Posted in Siem Reap, northern Cambodia. This post covers some of our time on the Mekong River when we did not have strong wi-fi access.
The cruise ship, ms Amalotus, has become our floating home which we are sharing quite congenially with about 100 other passengers. Some are from Germany, the US, and Australia, but most are from Canada. This is different as up to now we have been travelling on our own with a private guide. And we have encountered very few Canadians on this journey.
We have not cruised much, so this is new, especially since the Amalotus is a small "boutique-style" cruise boat. I have decided that it is really quite lovely to have a moving hotel room with air-conditioning.
Enough context; this post is supposed to be about the Mekong River, a mighty river that has determined the rhythm of life in Indochina for generations. We have learned that the seasons bring hIgh and low water periods which determine the growing of crops, spawning time for fish, even the periods when the river bottom can be "mined" for building sand. Below is a dredging barge.
We were fascinated by the various boats people use to navigate the river.
Above is a long-tail boat. Think outboard motor on a stick! And they can be very noisy, depending on the age and tuning of the motor.
The Mekong is over 4800 km long and flows through seven countries. Its headwaters are in China, just north of Tibet. We've learned that it is the second most biodiverse river in the world, after the Amazon River in South America.

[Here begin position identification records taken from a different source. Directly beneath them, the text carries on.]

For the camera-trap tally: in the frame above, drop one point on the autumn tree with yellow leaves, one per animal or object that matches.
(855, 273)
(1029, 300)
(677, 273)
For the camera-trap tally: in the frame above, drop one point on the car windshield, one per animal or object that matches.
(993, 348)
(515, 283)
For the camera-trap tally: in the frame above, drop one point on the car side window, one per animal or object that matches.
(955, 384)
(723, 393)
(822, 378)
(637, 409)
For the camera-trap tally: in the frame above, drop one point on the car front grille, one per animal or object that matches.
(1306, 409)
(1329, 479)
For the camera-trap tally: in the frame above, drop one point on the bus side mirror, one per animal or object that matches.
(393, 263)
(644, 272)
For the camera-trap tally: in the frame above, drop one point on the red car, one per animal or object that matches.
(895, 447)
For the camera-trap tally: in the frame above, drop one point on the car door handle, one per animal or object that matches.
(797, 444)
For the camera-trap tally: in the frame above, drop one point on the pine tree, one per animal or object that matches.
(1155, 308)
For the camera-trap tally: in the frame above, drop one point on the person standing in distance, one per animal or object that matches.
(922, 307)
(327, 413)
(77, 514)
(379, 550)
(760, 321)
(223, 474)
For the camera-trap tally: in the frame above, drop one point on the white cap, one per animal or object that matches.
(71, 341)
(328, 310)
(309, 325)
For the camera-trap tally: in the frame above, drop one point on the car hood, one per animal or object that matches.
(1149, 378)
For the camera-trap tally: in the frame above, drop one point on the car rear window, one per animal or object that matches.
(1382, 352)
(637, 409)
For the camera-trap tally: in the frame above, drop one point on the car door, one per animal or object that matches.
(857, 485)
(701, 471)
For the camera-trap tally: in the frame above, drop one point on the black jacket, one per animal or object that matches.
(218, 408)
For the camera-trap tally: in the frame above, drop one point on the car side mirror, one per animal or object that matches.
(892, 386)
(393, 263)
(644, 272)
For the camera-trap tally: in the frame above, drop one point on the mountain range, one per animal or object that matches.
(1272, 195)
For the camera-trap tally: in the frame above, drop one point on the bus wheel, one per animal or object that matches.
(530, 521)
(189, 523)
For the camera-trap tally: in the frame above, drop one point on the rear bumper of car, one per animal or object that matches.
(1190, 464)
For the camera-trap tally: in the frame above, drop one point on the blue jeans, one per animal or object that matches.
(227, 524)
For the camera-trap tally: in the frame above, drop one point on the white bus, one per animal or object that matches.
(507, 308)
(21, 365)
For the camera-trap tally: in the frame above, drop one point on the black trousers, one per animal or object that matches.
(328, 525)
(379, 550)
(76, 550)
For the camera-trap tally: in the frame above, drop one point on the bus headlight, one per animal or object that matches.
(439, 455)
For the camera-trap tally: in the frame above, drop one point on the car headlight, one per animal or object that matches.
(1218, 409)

The people rely on the river for all manner of fish and freshwater shellfish. If I was a fish person, I would have taken more pictures in the local markets (we have seen some strange creatures), but here are some crayfish for sale.

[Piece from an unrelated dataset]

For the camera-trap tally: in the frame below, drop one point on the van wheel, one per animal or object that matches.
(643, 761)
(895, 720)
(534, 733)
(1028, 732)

Each day we've gone ashore by small tenders to visit the villages and learn more about the local way of life.
This morning we went to an idyllic farming community on Evergreen Island. The scene on this canal-like channel away from the main river was so peaceful.
I am looking across the pale green water at the rural countryside as I write this. We have been aboard for three days and we have sailed about 150 km. The riverside is less busy now than it was closer to Saigon and the large towns we have passed along the way. Houses are built on stilts to accommodate the rising water levels of monsoon season from May to October. This one has a definite lean to it.
This evening we will cross into Cambodia to continue our trip upriver to Phnom Penh and the Tonle Sap River.